Chief delivery officers are becoming more common in fields such as IT services, software development and business consulting. They may sit downstream from product and sales teams, but their entry into the C-suite gives them more clout to make sure that clients are truly getting the benefits, functionality and timeliness that’s been promised.
The rise of titles such as “chief growth officer” and “chief revenue officer” speak to a more holistic approach to the ways that functions such as marketing, sales, product and finance all work together.

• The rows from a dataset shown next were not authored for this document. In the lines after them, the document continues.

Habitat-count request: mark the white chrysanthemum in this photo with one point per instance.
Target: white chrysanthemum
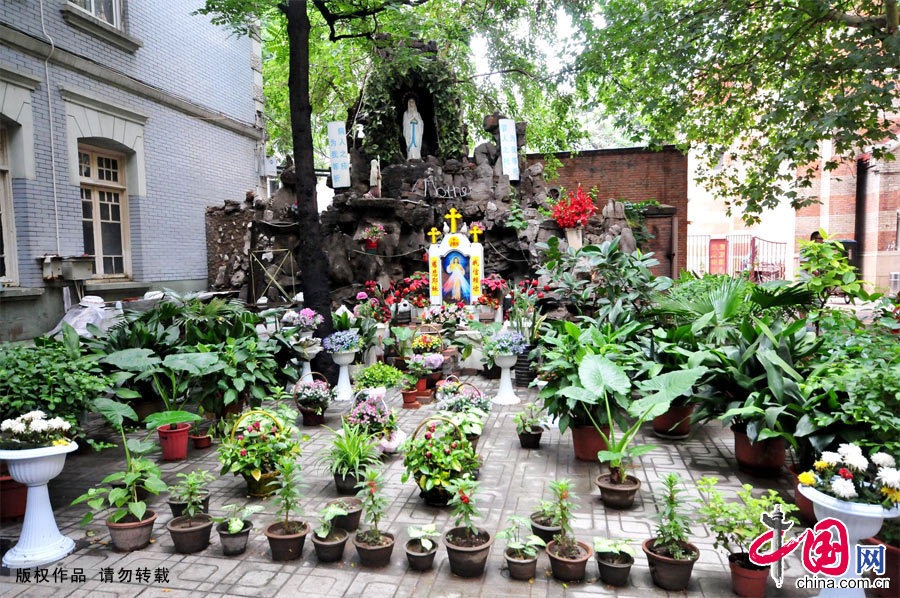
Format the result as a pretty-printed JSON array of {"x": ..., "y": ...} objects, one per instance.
[
  {"x": 889, "y": 476},
  {"x": 831, "y": 458},
  {"x": 883, "y": 460},
  {"x": 843, "y": 488}
]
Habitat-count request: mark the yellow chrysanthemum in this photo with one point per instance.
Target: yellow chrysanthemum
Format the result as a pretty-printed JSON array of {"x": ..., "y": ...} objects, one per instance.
[
  {"x": 807, "y": 478},
  {"x": 891, "y": 493}
]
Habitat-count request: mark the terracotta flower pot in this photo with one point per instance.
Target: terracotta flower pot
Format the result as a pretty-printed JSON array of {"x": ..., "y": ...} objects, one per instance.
[
  {"x": 286, "y": 547},
  {"x": 764, "y": 458},
  {"x": 668, "y": 573},
  {"x": 330, "y": 549},
  {"x": 467, "y": 561},
  {"x": 374, "y": 556},
  {"x": 133, "y": 535},
  {"x": 566, "y": 569},
  {"x": 521, "y": 569},
  {"x": 613, "y": 572},
  {"x": 190, "y": 535},
  {"x": 174, "y": 441},
  {"x": 588, "y": 442},
  {"x": 748, "y": 581},
  {"x": 617, "y": 496},
  {"x": 350, "y": 521},
  {"x": 675, "y": 423},
  {"x": 418, "y": 558}
]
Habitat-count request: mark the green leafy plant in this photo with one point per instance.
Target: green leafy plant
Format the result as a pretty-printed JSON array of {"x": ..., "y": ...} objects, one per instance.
[
  {"x": 520, "y": 545},
  {"x": 673, "y": 526}
]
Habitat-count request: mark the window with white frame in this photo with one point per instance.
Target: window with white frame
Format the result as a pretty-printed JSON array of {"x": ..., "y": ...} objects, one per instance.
[
  {"x": 104, "y": 211},
  {"x": 8, "y": 264},
  {"x": 108, "y": 11}
]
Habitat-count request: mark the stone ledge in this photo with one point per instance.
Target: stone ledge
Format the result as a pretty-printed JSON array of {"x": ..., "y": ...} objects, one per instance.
[{"x": 81, "y": 20}]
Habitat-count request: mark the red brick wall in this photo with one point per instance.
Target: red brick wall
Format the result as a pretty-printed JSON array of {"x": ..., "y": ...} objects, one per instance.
[{"x": 633, "y": 174}]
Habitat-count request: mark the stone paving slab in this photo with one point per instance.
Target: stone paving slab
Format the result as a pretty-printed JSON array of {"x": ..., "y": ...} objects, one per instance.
[{"x": 512, "y": 480}]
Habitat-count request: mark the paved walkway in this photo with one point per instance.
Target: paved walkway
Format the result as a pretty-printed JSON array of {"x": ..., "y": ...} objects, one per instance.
[{"x": 513, "y": 480}]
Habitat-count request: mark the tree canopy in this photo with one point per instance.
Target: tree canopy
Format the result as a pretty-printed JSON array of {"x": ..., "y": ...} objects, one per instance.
[{"x": 754, "y": 86}]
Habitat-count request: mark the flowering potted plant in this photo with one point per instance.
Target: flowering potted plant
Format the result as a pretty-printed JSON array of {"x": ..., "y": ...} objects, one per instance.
[
  {"x": 35, "y": 448},
  {"x": 371, "y": 235},
  {"x": 572, "y": 214},
  {"x": 521, "y": 551},
  {"x": 859, "y": 491},
  {"x": 504, "y": 348},
  {"x": 343, "y": 346},
  {"x": 436, "y": 459},
  {"x": 568, "y": 557},
  {"x": 420, "y": 548},
  {"x": 328, "y": 539},
  {"x": 670, "y": 555},
  {"x": 468, "y": 546},
  {"x": 312, "y": 398},
  {"x": 286, "y": 536},
  {"x": 373, "y": 545},
  {"x": 735, "y": 526},
  {"x": 258, "y": 441}
]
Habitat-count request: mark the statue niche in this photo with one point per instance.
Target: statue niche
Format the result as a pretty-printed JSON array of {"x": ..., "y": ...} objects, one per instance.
[{"x": 416, "y": 125}]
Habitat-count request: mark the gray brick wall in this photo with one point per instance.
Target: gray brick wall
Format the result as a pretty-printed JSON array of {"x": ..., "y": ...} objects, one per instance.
[{"x": 190, "y": 163}]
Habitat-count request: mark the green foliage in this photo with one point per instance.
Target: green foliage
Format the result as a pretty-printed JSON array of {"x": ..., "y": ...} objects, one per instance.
[{"x": 753, "y": 88}]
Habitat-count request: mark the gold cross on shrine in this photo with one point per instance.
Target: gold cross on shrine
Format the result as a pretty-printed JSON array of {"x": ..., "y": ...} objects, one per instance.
[{"x": 453, "y": 216}]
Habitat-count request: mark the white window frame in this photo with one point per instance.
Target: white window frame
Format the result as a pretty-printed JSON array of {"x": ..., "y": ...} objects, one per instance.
[
  {"x": 117, "y": 12},
  {"x": 7, "y": 217},
  {"x": 97, "y": 184}
]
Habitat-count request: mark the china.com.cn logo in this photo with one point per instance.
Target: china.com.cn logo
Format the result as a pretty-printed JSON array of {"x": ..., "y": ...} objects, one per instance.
[{"x": 825, "y": 548}]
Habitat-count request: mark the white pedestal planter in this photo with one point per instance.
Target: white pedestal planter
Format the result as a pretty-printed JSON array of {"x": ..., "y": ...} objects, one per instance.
[
  {"x": 505, "y": 394},
  {"x": 343, "y": 388},
  {"x": 40, "y": 542},
  {"x": 862, "y": 521}
]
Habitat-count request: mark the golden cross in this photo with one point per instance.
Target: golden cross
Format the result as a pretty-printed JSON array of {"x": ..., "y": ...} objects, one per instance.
[{"x": 453, "y": 216}]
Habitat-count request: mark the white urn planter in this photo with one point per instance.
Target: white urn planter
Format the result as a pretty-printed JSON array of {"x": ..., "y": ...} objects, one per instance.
[
  {"x": 862, "y": 521},
  {"x": 344, "y": 389},
  {"x": 505, "y": 394},
  {"x": 40, "y": 542}
]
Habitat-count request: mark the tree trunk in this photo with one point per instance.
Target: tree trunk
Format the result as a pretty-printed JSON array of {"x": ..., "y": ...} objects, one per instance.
[{"x": 311, "y": 258}]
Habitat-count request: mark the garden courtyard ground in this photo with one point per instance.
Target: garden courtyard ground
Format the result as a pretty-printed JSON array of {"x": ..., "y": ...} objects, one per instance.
[{"x": 512, "y": 481}]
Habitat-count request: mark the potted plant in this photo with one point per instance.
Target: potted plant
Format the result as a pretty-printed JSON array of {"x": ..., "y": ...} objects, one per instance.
[
  {"x": 614, "y": 560},
  {"x": 190, "y": 530},
  {"x": 258, "y": 440},
  {"x": 328, "y": 539},
  {"x": 436, "y": 459},
  {"x": 312, "y": 398},
  {"x": 352, "y": 452},
  {"x": 373, "y": 545},
  {"x": 131, "y": 523},
  {"x": 545, "y": 521},
  {"x": 529, "y": 426},
  {"x": 670, "y": 555},
  {"x": 234, "y": 528},
  {"x": 420, "y": 548},
  {"x": 568, "y": 557},
  {"x": 343, "y": 346},
  {"x": 521, "y": 551},
  {"x": 859, "y": 491},
  {"x": 34, "y": 449},
  {"x": 192, "y": 484},
  {"x": 287, "y": 536},
  {"x": 735, "y": 526}
]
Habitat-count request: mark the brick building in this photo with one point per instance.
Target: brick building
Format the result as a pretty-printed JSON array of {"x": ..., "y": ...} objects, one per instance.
[
  {"x": 637, "y": 174},
  {"x": 149, "y": 115}
]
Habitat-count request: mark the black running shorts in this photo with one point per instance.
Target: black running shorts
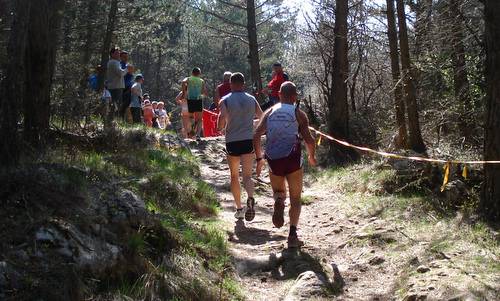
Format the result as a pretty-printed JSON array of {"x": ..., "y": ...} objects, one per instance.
[
  {"x": 195, "y": 105},
  {"x": 238, "y": 148}
]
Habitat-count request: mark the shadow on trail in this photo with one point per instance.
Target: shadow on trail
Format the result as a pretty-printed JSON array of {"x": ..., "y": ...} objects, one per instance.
[{"x": 252, "y": 236}]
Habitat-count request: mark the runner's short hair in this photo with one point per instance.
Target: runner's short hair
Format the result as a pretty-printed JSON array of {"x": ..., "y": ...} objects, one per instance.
[
  {"x": 237, "y": 78},
  {"x": 288, "y": 89}
]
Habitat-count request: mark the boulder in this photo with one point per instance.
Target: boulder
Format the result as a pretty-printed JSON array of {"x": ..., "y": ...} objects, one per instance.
[{"x": 308, "y": 285}]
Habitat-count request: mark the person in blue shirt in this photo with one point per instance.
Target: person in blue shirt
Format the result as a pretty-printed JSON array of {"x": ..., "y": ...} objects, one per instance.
[
  {"x": 93, "y": 79},
  {"x": 129, "y": 81}
]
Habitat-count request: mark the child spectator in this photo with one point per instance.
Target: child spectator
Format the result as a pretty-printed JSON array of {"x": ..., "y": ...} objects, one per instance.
[
  {"x": 163, "y": 120},
  {"x": 155, "y": 116},
  {"x": 148, "y": 113}
]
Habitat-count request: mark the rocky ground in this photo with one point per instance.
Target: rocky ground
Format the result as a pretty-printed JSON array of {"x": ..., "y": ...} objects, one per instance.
[{"x": 351, "y": 253}]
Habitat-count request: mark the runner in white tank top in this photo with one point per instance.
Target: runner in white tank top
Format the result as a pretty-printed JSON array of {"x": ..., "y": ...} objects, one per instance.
[{"x": 238, "y": 110}]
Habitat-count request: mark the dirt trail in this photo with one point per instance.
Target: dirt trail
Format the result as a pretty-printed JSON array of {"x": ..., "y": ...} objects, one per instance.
[{"x": 268, "y": 270}]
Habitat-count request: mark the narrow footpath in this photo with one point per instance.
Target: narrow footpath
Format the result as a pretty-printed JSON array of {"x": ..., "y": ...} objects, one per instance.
[{"x": 343, "y": 257}]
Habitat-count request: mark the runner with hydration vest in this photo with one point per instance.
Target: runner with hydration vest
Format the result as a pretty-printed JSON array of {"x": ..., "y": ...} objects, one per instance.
[{"x": 284, "y": 125}]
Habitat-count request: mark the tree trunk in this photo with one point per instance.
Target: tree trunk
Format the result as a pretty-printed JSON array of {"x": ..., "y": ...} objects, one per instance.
[
  {"x": 158, "y": 73},
  {"x": 416, "y": 141},
  {"x": 402, "y": 135},
  {"x": 253, "y": 46},
  {"x": 460, "y": 77},
  {"x": 12, "y": 86},
  {"x": 87, "y": 46},
  {"x": 106, "y": 45},
  {"x": 490, "y": 199},
  {"x": 338, "y": 107},
  {"x": 44, "y": 23}
]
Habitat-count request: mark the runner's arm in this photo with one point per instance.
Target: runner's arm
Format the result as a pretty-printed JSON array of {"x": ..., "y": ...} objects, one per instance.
[
  {"x": 306, "y": 135},
  {"x": 184, "y": 87},
  {"x": 258, "y": 110},
  {"x": 204, "y": 90},
  {"x": 217, "y": 96},
  {"x": 221, "y": 122}
]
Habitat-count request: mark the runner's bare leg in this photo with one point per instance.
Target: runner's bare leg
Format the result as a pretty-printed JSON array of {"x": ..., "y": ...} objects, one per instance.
[
  {"x": 198, "y": 123},
  {"x": 234, "y": 168},
  {"x": 247, "y": 169},
  {"x": 295, "y": 187},
  {"x": 278, "y": 185}
]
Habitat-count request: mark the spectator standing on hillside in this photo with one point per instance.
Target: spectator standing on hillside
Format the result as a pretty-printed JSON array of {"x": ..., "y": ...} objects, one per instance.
[
  {"x": 128, "y": 81},
  {"x": 273, "y": 87},
  {"x": 115, "y": 79},
  {"x": 193, "y": 88},
  {"x": 93, "y": 79},
  {"x": 222, "y": 90},
  {"x": 136, "y": 98}
]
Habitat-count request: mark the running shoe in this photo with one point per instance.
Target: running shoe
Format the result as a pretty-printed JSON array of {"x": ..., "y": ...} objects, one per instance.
[
  {"x": 250, "y": 212},
  {"x": 240, "y": 213},
  {"x": 279, "y": 208},
  {"x": 294, "y": 242}
]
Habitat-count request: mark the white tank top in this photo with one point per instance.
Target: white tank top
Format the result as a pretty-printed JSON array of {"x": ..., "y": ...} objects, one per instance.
[{"x": 282, "y": 131}]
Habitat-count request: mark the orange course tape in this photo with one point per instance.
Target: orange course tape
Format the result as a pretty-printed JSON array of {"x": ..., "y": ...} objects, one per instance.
[{"x": 395, "y": 156}]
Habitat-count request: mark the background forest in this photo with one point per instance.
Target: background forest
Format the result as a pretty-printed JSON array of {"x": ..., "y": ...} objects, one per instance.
[{"x": 124, "y": 212}]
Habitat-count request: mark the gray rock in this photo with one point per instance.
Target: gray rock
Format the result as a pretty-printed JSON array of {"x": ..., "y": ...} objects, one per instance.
[
  {"x": 376, "y": 260},
  {"x": 423, "y": 269},
  {"x": 245, "y": 266},
  {"x": 307, "y": 286},
  {"x": 412, "y": 296}
]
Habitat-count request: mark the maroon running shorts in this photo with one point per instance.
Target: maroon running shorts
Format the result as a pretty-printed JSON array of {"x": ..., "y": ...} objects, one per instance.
[{"x": 285, "y": 166}]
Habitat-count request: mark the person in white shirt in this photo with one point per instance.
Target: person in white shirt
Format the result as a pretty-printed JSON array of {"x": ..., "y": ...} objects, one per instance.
[{"x": 163, "y": 120}]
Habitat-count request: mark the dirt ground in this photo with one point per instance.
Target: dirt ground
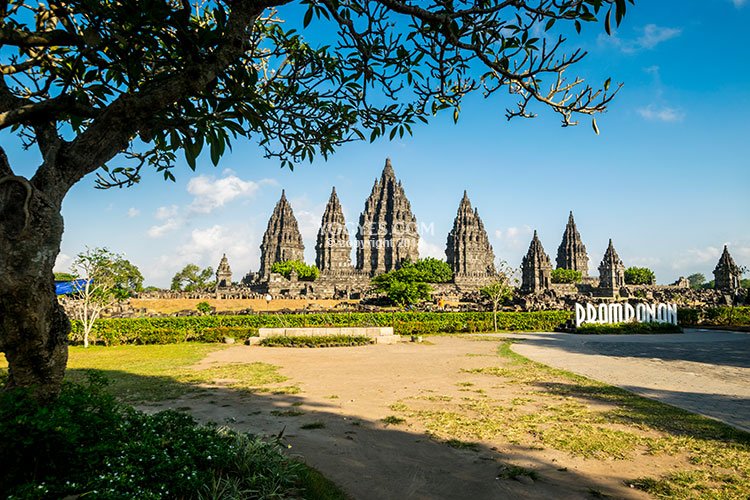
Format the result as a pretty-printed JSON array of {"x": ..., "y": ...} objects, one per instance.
[{"x": 345, "y": 393}]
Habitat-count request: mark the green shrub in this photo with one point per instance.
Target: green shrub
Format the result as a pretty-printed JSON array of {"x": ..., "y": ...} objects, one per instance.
[
  {"x": 304, "y": 272},
  {"x": 639, "y": 276},
  {"x": 167, "y": 330},
  {"x": 561, "y": 275},
  {"x": 316, "y": 341},
  {"x": 628, "y": 329},
  {"x": 88, "y": 444}
]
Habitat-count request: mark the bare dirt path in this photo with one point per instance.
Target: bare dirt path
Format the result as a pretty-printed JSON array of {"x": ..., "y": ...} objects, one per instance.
[
  {"x": 703, "y": 371},
  {"x": 347, "y": 392}
]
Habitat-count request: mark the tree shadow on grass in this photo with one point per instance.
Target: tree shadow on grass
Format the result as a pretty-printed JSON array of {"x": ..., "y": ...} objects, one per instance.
[{"x": 367, "y": 459}]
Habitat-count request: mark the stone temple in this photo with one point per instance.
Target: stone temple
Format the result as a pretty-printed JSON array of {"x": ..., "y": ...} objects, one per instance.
[
  {"x": 727, "y": 274},
  {"x": 611, "y": 270},
  {"x": 468, "y": 248},
  {"x": 571, "y": 254},
  {"x": 387, "y": 233},
  {"x": 536, "y": 268},
  {"x": 282, "y": 239},
  {"x": 333, "y": 249}
]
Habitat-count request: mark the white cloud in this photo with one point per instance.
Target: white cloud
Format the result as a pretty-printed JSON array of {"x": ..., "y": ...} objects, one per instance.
[
  {"x": 667, "y": 114},
  {"x": 159, "y": 230},
  {"x": 210, "y": 193},
  {"x": 649, "y": 37},
  {"x": 164, "y": 213}
]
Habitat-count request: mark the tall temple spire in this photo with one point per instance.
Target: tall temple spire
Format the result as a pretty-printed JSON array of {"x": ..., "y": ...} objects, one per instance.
[
  {"x": 223, "y": 273},
  {"x": 611, "y": 270},
  {"x": 468, "y": 248},
  {"x": 387, "y": 233},
  {"x": 536, "y": 268},
  {"x": 333, "y": 248},
  {"x": 282, "y": 239},
  {"x": 727, "y": 274},
  {"x": 571, "y": 254}
]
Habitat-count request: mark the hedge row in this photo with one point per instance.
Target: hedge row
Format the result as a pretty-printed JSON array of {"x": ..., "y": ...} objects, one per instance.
[
  {"x": 715, "y": 316},
  {"x": 317, "y": 341},
  {"x": 628, "y": 329},
  {"x": 214, "y": 328}
]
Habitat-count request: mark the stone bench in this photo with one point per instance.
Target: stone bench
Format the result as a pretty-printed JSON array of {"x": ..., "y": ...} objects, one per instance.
[{"x": 379, "y": 334}]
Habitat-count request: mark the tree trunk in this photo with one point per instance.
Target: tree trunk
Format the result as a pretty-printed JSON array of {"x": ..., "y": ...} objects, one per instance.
[{"x": 33, "y": 326}]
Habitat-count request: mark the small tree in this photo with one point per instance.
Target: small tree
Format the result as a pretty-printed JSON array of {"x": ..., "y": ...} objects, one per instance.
[
  {"x": 697, "y": 280},
  {"x": 561, "y": 275},
  {"x": 102, "y": 279},
  {"x": 304, "y": 272},
  {"x": 500, "y": 290},
  {"x": 191, "y": 278},
  {"x": 639, "y": 276}
]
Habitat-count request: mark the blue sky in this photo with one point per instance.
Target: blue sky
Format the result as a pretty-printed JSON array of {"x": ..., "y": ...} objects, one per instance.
[{"x": 667, "y": 179}]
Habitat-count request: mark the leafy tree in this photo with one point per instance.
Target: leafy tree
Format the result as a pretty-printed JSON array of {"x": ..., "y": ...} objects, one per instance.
[
  {"x": 113, "y": 87},
  {"x": 304, "y": 271},
  {"x": 105, "y": 278},
  {"x": 432, "y": 270},
  {"x": 561, "y": 275},
  {"x": 639, "y": 276},
  {"x": 192, "y": 278},
  {"x": 697, "y": 280},
  {"x": 403, "y": 287},
  {"x": 498, "y": 292}
]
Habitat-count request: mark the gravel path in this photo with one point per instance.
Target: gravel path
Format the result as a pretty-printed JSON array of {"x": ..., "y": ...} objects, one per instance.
[{"x": 707, "y": 372}]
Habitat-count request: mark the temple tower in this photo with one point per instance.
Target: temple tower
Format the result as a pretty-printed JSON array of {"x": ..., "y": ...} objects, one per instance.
[
  {"x": 468, "y": 248},
  {"x": 571, "y": 254},
  {"x": 333, "y": 248},
  {"x": 727, "y": 274},
  {"x": 387, "y": 233},
  {"x": 223, "y": 274},
  {"x": 536, "y": 268},
  {"x": 611, "y": 270},
  {"x": 282, "y": 239}
]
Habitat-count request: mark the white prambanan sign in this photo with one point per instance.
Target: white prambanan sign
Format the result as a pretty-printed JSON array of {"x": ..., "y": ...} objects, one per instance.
[{"x": 624, "y": 312}]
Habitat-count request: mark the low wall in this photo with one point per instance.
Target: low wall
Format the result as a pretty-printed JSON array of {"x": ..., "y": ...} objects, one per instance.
[{"x": 381, "y": 335}]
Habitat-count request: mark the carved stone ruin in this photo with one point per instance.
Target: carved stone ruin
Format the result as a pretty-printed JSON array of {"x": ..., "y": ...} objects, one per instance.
[
  {"x": 571, "y": 254},
  {"x": 536, "y": 268},
  {"x": 611, "y": 270},
  {"x": 333, "y": 248},
  {"x": 727, "y": 274},
  {"x": 387, "y": 233},
  {"x": 468, "y": 248},
  {"x": 282, "y": 240},
  {"x": 223, "y": 274}
]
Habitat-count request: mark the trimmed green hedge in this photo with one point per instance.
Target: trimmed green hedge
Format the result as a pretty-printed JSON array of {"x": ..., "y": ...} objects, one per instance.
[
  {"x": 317, "y": 341},
  {"x": 215, "y": 328},
  {"x": 628, "y": 329},
  {"x": 715, "y": 316}
]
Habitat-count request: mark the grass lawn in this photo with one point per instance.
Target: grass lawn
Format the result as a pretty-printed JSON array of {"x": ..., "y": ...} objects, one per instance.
[
  {"x": 555, "y": 409},
  {"x": 148, "y": 373}
]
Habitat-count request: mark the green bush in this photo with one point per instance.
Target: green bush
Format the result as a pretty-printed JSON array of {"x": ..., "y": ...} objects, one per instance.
[
  {"x": 304, "y": 272},
  {"x": 88, "y": 444},
  {"x": 316, "y": 341},
  {"x": 628, "y": 329},
  {"x": 561, "y": 275},
  {"x": 639, "y": 276},
  {"x": 118, "y": 331}
]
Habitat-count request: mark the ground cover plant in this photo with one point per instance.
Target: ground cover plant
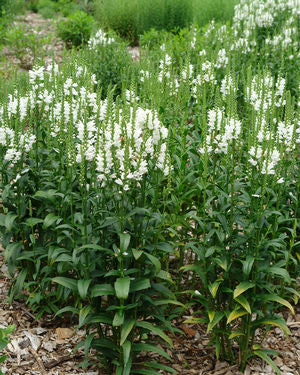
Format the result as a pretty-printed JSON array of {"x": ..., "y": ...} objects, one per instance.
[{"x": 135, "y": 191}]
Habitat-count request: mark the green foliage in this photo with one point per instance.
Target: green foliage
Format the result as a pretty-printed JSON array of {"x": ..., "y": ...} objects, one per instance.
[
  {"x": 219, "y": 10},
  {"x": 26, "y": 45},
  {"x": 186, "y": 174},
  {"x": 8, "y": 9},
  {"x": 132, "y": 18},
  {"x": 47, "y": 8},
  {"x": 76, "y": 30},
  {"x": 113, "y": 66},
  {"x": 119, "y": 16},
  {"x": 4, "y": 340}
]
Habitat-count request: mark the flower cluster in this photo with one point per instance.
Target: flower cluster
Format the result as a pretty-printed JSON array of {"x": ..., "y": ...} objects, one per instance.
[{"x": 123, "y": 143}]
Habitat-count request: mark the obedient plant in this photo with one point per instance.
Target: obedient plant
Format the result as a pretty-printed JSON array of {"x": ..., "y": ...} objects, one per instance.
[
  {"x": 84, "y": 181},
  {"x": 195, "y": 153}
]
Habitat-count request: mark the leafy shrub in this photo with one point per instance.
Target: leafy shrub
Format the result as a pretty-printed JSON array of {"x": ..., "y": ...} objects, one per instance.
[
  {"x": 76, "y": 30},
  {"x": 112, "y": 65},
  {"x": 131, "y": 18},
  {"x": 27, "y": 45},
  {"x": 94, "y": 255},
  {"x": 219, "y": 10},
  {"x": 163, "y": 14},
  {"x": 118, "y": 15},
  {"x": 46, "y": 8},
  {"x": 4, "y": 340}
]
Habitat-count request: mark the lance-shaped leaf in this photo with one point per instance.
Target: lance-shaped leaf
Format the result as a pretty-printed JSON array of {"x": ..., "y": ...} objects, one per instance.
[
  {"x": 126, "y": 329},
  {"x": 217, "y": 317},
  {"x": 242, "y": 287},
  {"x": 244, "y": 302},
  {"x": 122, "y": 285},
  {"x": 152, "y": 328},
  {"x": 213, "y": 288},
  {"x": 263, "y": 355},
  {"x": 235, "y": 314},
  {"x": 275, "y": 298},
  {"x": 66, "y": 282}
]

Such roles have existed in consulting companies for a while; they now are becoming more common in fields such as advertising, health care and financial services, too.”
More C-suite Roles That May Start To Appear
The relatively new c-suite roles may soon be joined by others, noted Chief.com:
- Chief Metaverse Officer — connecting the real world with the virtual one
- Chief Wellness Officer — addressing employees’ mental, physical, emotional, and financial needs
- Chief Remote Officer — managing the complexities of a distributed workforce, by leading compensation, culture, and cybersecurity.
- Chief Cohesion Officer — bringing the scattered parts of hybrid working together
What Does All of This Say About Companies Moving Forward?
Anders noted in a previous LinkedIn Workforce Insights report:
“These rankings aren’t just a tip sheet for ambitious people looking to rocket into top leadership. They also provide clues about companies’ ever-changing priorities. No matter what the domain, when companies want to fix problems fast or make the most of new opportunities — it’s common to signal those ambitions by adding a C-suite leader.”
Who Is an Executive? What Do You Think?
At what level does someone become an executive?
When does someone who has been contributing for several years and adding value to a company or organization get to call herself an executive?